San Francisco: It sounds like a thought experiment reminiscent of Rene Descartes over the 21st century.
Simulated city citizens in video games matrix The franchise was awakened to a harsh reality. Everything was fake, the players told them through the microphone, and they were simply lines of code intended to adorn the virtual world. Empowering generative artificial intelligence like ChatGpt, the characters responded with panicked and mistrust.
“What does that mean?” said one woman in a gray sweater. “Are I the real thing?”
Released two years ago by an Australian high-tech company named Replica Studios, the volatile demo showed both the potential and consequences of enhancing gameplay with artificial intelligence. The risks go far beyond the unsettling scenes of a virtual world. What will the industry be like when video game studios become more comfortable outsourced voice actors, writers and other jobs to artificial intelligence?
With The Pace improving, large tech companies like Google, Microsoft and Amazon are relying on AI programs that will revolutionize the way games are created in the next few years.
“Everyone is about to race towards AGI,” says Tech founder Kylan Gibbs, using the artificial, common intelligence acronym. “There's a belief that once you do it, you basically monopolize all other industries.”

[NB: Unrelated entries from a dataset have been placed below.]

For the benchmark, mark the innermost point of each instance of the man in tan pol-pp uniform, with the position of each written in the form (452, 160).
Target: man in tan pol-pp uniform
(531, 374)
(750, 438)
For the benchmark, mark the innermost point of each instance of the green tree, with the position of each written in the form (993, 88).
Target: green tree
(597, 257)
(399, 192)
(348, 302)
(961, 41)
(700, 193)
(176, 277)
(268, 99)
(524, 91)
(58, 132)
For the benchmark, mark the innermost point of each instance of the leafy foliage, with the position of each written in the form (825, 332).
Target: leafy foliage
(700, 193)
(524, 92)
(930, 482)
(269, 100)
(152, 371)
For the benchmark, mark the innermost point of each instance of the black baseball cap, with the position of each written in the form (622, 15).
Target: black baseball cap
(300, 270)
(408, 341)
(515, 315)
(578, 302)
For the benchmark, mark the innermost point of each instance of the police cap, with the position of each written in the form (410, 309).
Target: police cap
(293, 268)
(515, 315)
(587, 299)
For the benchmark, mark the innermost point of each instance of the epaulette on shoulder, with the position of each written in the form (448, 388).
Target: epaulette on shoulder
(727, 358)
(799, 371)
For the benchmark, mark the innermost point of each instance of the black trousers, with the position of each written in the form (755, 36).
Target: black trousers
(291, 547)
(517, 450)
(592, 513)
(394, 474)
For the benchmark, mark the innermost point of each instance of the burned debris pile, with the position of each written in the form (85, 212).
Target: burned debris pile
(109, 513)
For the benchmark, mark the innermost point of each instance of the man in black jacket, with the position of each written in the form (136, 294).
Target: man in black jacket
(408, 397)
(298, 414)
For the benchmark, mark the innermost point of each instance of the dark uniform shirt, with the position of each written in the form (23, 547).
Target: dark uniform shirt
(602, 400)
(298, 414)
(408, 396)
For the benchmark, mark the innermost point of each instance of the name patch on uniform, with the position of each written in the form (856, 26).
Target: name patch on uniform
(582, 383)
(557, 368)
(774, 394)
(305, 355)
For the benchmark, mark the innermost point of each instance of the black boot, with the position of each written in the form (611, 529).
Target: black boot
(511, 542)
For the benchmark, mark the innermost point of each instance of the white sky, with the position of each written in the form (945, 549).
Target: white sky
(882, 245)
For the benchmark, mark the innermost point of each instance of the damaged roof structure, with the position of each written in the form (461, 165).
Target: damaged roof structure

In the earliest time after the 2022 ChatGPT unfolded, conversations about the role of artificial intelligence in games were about how studios can help quickly generate concept art and write basic dialogues.
The application is accelerating quickly. This spring, the Game Developers Conference in San Francisco was greeted by thousands of enthusiastic experts looking for employment opportunities with an eerie glimpse into the future of video games.
Engineers at Google Deepmind, an artificial intelligence laboratory, lectured on a new program that could eventually replace human playtesters with “autonomous agents” that could run early builds of the game and discover glitches.
Microsoft developers hosted an adaptive gameplay demo, citing examples of how artificial intelligence can study short videos and generate design and animation levels that took hundreds of hours straight away.
The executive behind the online gaming platform has introduced Cube 3D. This is a generic AI model that allows you to generate functional objects and environments from textual descriptions in seconds.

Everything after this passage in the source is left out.